Quali gli strumenti possibili per coniugare business e distanza sociale in un settore dove la comunanza, la convivialità e il servizio rappresentano elementi fondamentali?
<< È innegabile che le due cose non vanno sicuramente d’accordo, ma tutti ci auguriamo che attraverso un vaccino immesso sul mercato a tempi di record, trattandosi di un’emergenza che coinvolge l’intero pianeta, si possa tornare quanto prima alla normalità. Nel frattempo bisogna necessariamente stringere i denti cercando di rinegoziare tutte le condizioni economiche e fiscali non allineate allo stato attuale delle cose. Purtroppo, lo dico con grande amarezza, tutto questo comporterà la scomparsa di molti di quei locali commerciali che prima del coronavirus in qualche modo galleggiavano, sarà necessario modificare in qualche modo le nostre vecchie abitudini. Sono del parere che, anche quando tutto ciò sarà finito, le persone non saranno comunque più disposte a condividere locali affollati, condizioni igieniche precarie, per cui la cosiddetta “distanza sociale” sarà qualcosa che finirà con l’appartenerci anche in futuro. Chi prima comprenderà che l’emergenza non sia solo quella del coronavirus, ma anche le conseguenze psicologiche che comporterà in tutti noi, più avrà titolo di dire la sua quando il mercato tornerà a crescere. >>
E’ una analisi lucida quella di Maurizio Cortese, direi anche un po’ prudente tenendo conto del diffuso e talvolta chiassoso umore degli operatori più in vista e conosciuti.

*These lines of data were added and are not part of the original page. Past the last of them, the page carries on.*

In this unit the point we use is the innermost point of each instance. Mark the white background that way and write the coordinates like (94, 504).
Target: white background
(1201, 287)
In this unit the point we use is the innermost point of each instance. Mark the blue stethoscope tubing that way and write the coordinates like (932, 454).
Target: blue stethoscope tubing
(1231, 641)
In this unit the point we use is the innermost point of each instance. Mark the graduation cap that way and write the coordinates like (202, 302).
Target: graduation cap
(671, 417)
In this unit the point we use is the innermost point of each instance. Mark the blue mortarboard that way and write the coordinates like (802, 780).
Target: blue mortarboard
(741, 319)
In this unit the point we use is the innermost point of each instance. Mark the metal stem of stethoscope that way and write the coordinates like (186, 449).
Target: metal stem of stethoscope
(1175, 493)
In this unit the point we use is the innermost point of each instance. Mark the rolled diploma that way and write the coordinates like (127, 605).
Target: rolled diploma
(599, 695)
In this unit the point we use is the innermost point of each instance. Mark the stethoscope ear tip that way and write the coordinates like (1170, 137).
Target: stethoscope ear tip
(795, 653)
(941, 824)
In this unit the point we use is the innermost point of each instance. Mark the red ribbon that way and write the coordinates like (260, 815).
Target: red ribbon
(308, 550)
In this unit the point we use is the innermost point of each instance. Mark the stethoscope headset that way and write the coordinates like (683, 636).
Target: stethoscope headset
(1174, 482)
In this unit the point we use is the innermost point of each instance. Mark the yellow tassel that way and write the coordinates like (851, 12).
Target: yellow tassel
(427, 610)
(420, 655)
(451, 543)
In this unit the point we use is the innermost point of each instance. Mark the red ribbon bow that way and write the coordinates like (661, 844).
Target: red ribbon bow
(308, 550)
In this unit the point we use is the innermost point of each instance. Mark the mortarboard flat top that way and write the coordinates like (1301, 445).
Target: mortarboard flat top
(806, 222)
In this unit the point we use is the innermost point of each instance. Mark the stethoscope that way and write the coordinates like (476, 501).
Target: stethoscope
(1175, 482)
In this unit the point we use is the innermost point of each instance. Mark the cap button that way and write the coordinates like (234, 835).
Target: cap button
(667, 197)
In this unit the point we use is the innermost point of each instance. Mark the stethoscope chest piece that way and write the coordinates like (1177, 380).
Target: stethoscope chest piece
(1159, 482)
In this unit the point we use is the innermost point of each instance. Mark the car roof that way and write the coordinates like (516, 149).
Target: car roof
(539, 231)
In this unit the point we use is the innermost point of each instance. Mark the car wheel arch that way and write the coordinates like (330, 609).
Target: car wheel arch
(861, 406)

A parere di chi scrive, per le ragioni già espresse nell’intervista e tenuto conto delle difficoltà oggettive, le preoccupazioni sono assolutamente reali. Il delivery è però una pezza pericolosa, porta poca acqua ai mulini e fa circolare troppe persone in strada. Le esperienza già vissute prima di questa emergenza ci raccontano che i rider sono vettori difficili da gestire, disponibili alle alte opportunità e spesso in fila ad aspettare un “ingaggio” facile presso gli operatori del fast food. Se questo avrebbe un senso per alcuni, per molti altri diventa improponibile se non attraverso un fai da te senza rete di sicurezza.